②特許出願の願書や各種請求書の記載事項には補正できない事柄があります。
(a)新規性喪失の例外の主張、いわゆる分割出願・変更出願である旨や国内優先権の主張等の特記事項など、特許出願と同時に意思表示するべきだったものを、特許出願の後に手続補正書で補正しようとしても、補正できませんので、注意するべきです。
(イ)これらの事柄は、特許出願の要件(進歩性等)の時期的基準に関わることであり、後日恣意的に認めることは、他の誰かの利益を損なう可能性があるからです。
(ロ)特許出願をした直後に誤りに気付いて、同日中に補正しようとしても、そうした補正は認められません。
(ハ)同日中にそうした誤りに気付いたときには、再度特許出願をやり直すべきです。最初の特許出願を取り下げても、2番目の特許出願で同じ出願日を確保できれば実害は少ないからです。
(b)特許出願の請求の範囲・明細書・図面には新規事項を追加する補正をすることができません。
(イ)そもそも特許出願の開示内容に全く記載がないことの追加は、補正の趣旨(誤りを正すこと)から見て許されることでないですが、特許出願の特定の記載事項が本来こういう意味であったと補正することも、新規事項に相当すれば、許されません。

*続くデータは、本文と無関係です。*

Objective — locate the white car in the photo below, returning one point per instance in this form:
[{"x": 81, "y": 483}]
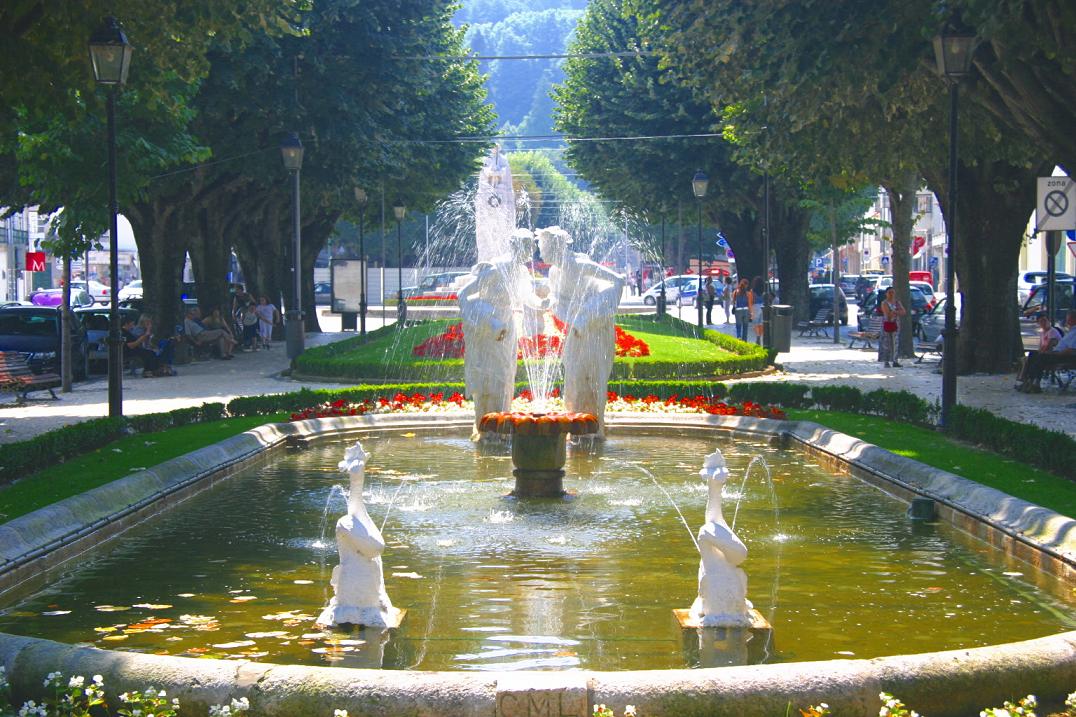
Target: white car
[
  {"x": 1027, "y": 281},
  {"x": 96, "y": 290},
  {"x": 131, "y": 290}
]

特許出願日の遡及効により、第三者の利益を害するおそれがあるからです。
③補正は、補正の単位を守って補正するべきです。
特許出願人は、例えば明細書の段落中の一行であるとか、発明者の欄の氏名だけというように恣意的に範囲を定めて補正することができません。
方式で定められた補正の単位を守る必要があります。 →手続補正書の補正の単位とは(特許出願等の手続の)
特に、複数の発明者がいる場合には、発明者全員が補正の単位です。間違って一人の発明者の記載を補正すると、他の発明者を特許出願の願書から削除する意味になりますので、十分に注意が必要です。
③手続補正書は、分割出願や拒絶査定不服審判の請求書と同時に提出する場合でも、これらの書類からは独立した書類であることに留意するべきです。